Düsseldorf: Steuerfahnder attackiert Schweizer Banken

Düsseldorf : Steuerfahnder attackiert Schweizer Banken

Der Chef der Steuerfahndung in Rheinland-Pfalz, Klaus Hermann, warnt in einem Interview mit dem "Spiegel" vor der Unterwanderung des geplanten Steuerabkommens zwischen Deutschland und der Schweiz durch Schweizer Banken.
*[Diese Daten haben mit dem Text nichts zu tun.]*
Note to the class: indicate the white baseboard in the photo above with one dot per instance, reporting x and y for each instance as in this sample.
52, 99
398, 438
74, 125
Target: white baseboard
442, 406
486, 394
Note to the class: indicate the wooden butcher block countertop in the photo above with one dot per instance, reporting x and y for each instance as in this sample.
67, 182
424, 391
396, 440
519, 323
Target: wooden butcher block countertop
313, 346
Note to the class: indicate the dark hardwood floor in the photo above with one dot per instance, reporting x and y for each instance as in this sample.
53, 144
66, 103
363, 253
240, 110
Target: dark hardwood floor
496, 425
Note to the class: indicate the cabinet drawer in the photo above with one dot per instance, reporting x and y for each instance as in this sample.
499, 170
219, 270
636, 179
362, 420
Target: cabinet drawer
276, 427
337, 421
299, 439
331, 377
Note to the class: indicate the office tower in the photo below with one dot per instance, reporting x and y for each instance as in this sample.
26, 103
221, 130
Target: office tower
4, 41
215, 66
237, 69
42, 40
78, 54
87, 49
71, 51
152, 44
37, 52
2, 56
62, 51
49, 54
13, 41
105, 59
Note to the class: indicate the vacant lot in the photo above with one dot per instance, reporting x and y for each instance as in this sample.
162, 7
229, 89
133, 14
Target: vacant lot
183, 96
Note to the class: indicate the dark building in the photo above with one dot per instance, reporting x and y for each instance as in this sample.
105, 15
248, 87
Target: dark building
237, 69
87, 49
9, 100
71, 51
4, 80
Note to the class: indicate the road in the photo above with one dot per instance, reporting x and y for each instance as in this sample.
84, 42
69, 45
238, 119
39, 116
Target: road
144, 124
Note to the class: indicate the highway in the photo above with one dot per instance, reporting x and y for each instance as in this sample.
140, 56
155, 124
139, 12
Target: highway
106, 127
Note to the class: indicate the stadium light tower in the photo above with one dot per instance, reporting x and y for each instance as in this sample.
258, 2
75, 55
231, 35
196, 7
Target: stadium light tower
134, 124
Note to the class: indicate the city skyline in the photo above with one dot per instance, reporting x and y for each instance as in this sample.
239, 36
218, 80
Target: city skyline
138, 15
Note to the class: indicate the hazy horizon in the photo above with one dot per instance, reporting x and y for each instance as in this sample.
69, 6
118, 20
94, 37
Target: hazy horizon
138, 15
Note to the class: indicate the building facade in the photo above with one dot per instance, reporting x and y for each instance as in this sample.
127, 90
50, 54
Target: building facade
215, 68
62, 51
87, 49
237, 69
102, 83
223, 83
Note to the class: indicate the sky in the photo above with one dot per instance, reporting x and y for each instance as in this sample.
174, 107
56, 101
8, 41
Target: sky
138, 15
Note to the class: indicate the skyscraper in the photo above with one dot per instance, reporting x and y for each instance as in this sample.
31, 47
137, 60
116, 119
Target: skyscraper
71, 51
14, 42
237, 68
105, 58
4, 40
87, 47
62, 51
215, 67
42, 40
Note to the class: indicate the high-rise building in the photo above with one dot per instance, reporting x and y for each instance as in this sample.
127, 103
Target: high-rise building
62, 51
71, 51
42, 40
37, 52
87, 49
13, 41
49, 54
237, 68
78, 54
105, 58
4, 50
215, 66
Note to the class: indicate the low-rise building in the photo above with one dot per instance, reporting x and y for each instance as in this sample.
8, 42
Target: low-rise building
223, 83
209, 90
Die bankintern als "Sieben Wege ins Glück" bezeichneten Pläne sehen laut Hermann unter anderem vor, das Schwarzgeld deutscher Steuersünder in Lichtensteiner Stiftungen zu parken, um so die drohenden Zinsertragssteuern zu umgehen. Das von Bundesfinanzminister Wolfgang Schäuble (CDU) ausgehandelte Abkommen bezeichnete Hermann als "eine Milchmädchenrechnung".
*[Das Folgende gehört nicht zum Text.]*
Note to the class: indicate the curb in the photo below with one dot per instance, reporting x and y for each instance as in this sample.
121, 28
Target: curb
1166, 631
Zudem bestätigte Hermann im Interview den Kauf einer Steuer-CD durch die Steuerfahnder in NRW. Offiziell hatte Finanzminister Norbert Walter-Borjans den Kauf nie eingeräumt, der Groll des Bundesfinanzministers war ihm aber sicher. Angeblich soll NRW 3,5 Millionen Euro für die Kontodaten von potenziellen Steuersündern bezahlt haben, Schäuble warf der Landesregierung daraufhin vor, mit Kriminellen zusammenzuarbeiten.
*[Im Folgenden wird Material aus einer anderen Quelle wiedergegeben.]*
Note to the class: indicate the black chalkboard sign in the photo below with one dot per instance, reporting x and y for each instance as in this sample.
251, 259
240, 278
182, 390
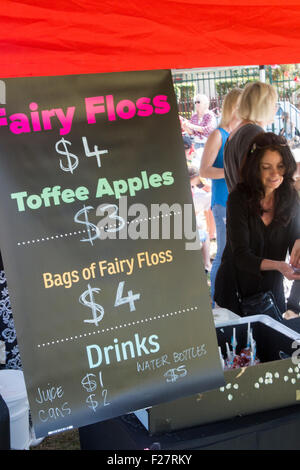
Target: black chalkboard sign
109, 296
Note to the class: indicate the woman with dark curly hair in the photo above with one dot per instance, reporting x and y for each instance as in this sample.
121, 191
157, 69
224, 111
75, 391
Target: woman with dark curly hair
263, 224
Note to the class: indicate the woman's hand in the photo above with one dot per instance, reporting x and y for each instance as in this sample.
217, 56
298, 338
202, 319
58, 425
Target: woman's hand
287, 271
295, 254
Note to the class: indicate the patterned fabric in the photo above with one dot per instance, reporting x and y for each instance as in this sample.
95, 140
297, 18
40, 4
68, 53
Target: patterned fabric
207, 121
7, 328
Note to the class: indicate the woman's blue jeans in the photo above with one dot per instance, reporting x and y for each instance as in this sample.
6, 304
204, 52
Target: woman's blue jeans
219, 213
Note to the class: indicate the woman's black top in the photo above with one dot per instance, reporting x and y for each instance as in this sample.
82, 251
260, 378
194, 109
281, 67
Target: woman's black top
249, 241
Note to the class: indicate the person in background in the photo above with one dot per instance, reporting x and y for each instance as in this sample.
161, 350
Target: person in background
202, 122
288, 129
257, 108
8, 337
212, 167
263, 225
201, 199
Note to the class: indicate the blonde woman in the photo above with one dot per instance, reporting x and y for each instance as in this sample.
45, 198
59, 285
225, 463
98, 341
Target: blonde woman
212, 167
257, 108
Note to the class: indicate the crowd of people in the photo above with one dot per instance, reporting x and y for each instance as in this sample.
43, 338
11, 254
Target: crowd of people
254, 184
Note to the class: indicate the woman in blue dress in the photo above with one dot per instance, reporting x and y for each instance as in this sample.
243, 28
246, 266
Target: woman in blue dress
212, 167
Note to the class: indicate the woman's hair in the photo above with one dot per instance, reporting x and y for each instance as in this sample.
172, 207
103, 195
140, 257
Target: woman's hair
258, 102
229, 104
250, 176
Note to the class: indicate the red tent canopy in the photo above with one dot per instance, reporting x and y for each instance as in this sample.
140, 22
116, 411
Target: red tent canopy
50, 37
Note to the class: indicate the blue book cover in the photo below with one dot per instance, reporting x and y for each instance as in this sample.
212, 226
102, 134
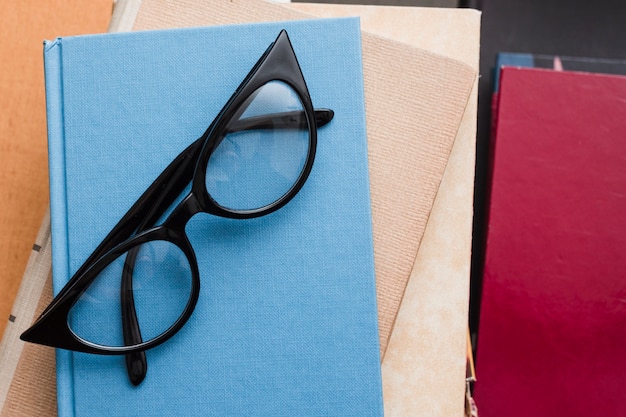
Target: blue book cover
286, 322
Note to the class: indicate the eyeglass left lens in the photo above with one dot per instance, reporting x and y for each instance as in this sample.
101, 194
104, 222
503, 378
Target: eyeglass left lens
156, 276
263, 152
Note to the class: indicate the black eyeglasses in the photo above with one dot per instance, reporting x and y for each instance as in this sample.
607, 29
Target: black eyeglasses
141, 284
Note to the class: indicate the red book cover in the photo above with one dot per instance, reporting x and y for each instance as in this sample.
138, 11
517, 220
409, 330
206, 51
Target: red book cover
552, 335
Schäuble wirbt seinerseits massiv für das Steuerabkommen, das Anfang 2013 in Kraft treten soll, vom Bundesrat aber noch bestätigt werden muss. Das Abkommen sieht vor, die bei Schweizer Banken deponierten Schwarzgelder einmalig mit bis zu 41 Prozent zu besteuern. Zudem sollen die Zinserträge dieser Konten pauschal mit 25 Prozent besteuert werden. Die Kontoinhaber bleiben anonym. Schäuble rechnet mit rund zehn Milliarden Euro Einnahmen , 70 Prozent davon sollen an die Länder fließen.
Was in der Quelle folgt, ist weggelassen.